Six Songs Inspired By Real-Life Events
Musicians are people too, and, like all artists, when they have a real-life event that impacts them, they find a kind of catharsis or release in expressing it in their artwork. Sometimes that results in a very heavy tune, and other times it ends up being light-hearted fun that generations of fans play without ever knowing the story behind it. Here's some random examples of when real life writes the lyrics:
"All My Love" - Led Zeppelin
The event was the death of Robert Plant's son, Karac Pendragon, who died from a virus infection. This tragedy led Led Zeppelin to cut short their 1977 tour. Plant did the vocals in one take, putting his whole soul into it, as always.
"Tears in Heaven" - Eric Clapton
An even more famous mourning song, this was Clapton's way of mourning his four-year-old son Conor, who fell out of the window of a 53rd-story window in New York in 1991. Clapton retired the song from his live shows after four years, saying that he no longer wished to perform it, even though it was one of his most famous songs.
"Ohio" - Crosby, Stills, Nash & Young
We could just about write a book on the songs that covered this event, but this was probably the most notable song about the shooting of unarmed college students by members of the Ohio National Guard on Monday, May 4, 1970, now known as "the Kent State shootings". Lest we are tempted to trivialize the event based on the body count, the National Guard fired 67 rounds into a crowd of unarmed students, wounding another nine students including one who remained paralyzed for life. The students were protesting Nixon's invasion of Cambodia.

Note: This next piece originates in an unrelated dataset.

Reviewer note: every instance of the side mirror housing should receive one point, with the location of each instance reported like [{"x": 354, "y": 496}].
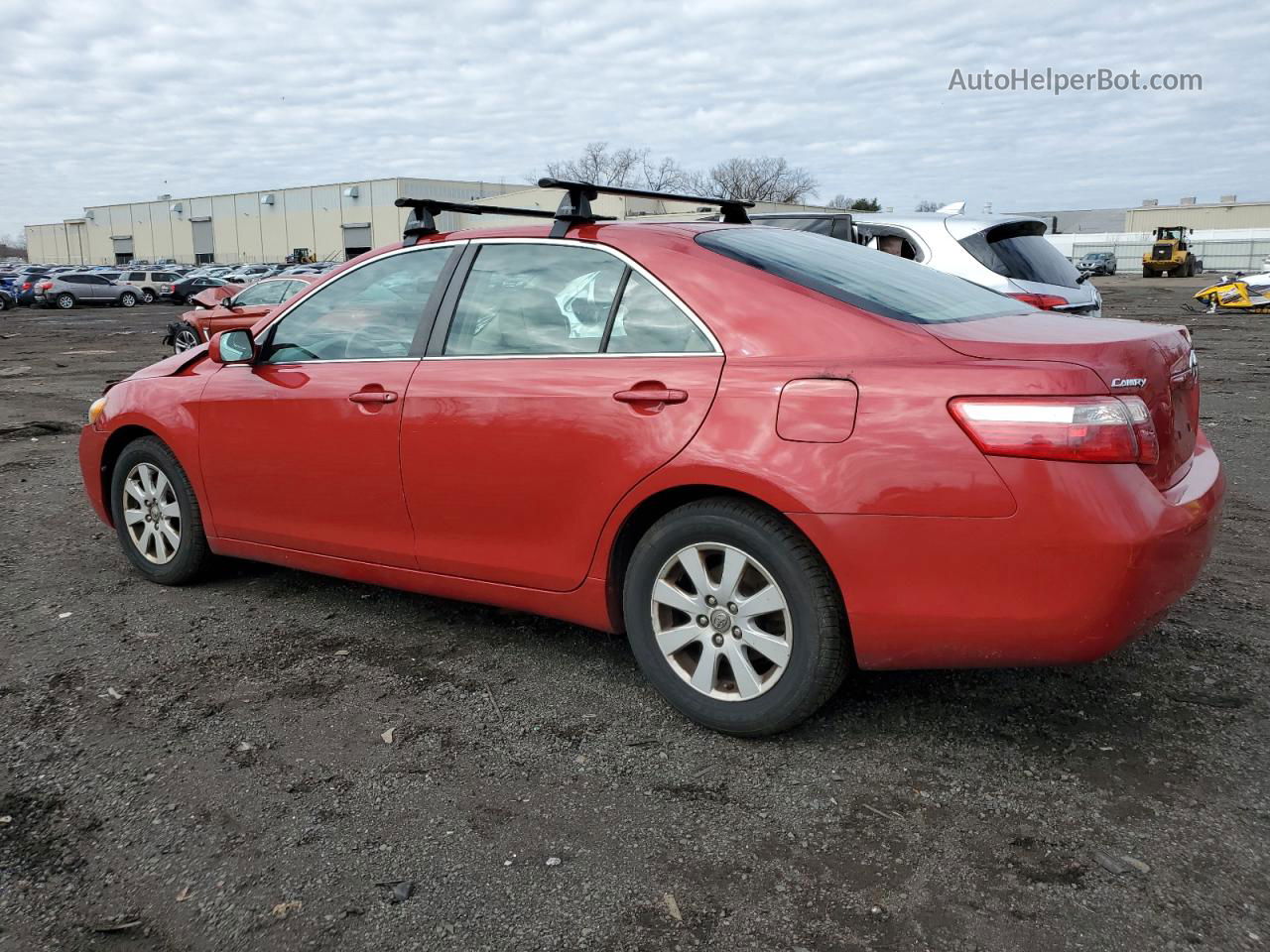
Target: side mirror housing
[{"x": 231, "y": 347}]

"For What It's Worth" - Buffalo Springfield
Neil Young and Stephen Stills just about made a career out of songs about civil unrest; along with the above song, "For What It's Worth" is about minor riots breaking out on the Sunset Strip in Los Angeles, California, in 1967, which foreshadowed the Kent State shootings and the growing civil unrest between American youth and American politicians - by the way, do you need us to tell you that it's just as relevant this minute as it was in 1967?
"Trouble Every Day" - Frank Zappa
California is one place that was just riddled with riots in the 1960s, and this time Frank Zappa and the Mothers of Invention documented the Watts, California, riots of 1965. That was the most severe riot in Los Angeles history until the 1992 Rodney King riots, by the way. In the Watts riots, 34 people were killed and over a thousand injured. Zappa's song captures the all-encompassing theme of racial conflict, as well as the overlying media circus that both fed upon and made a spectacle of the event.
"Smoke on the Water" - Deep Purple
Aaaaaand, Frank Zappa neatly brings us to our last song, in which Deep Purple writes about him! This is perhaps one of the most famous songs about a real-life event - certainly it's considered Deep Purple's signature song. You don't need us to tell you the story about how "some stupid with a flare gun" set off pandemonium and fire at a concert in Montreux, Switzerland in 1971, do you?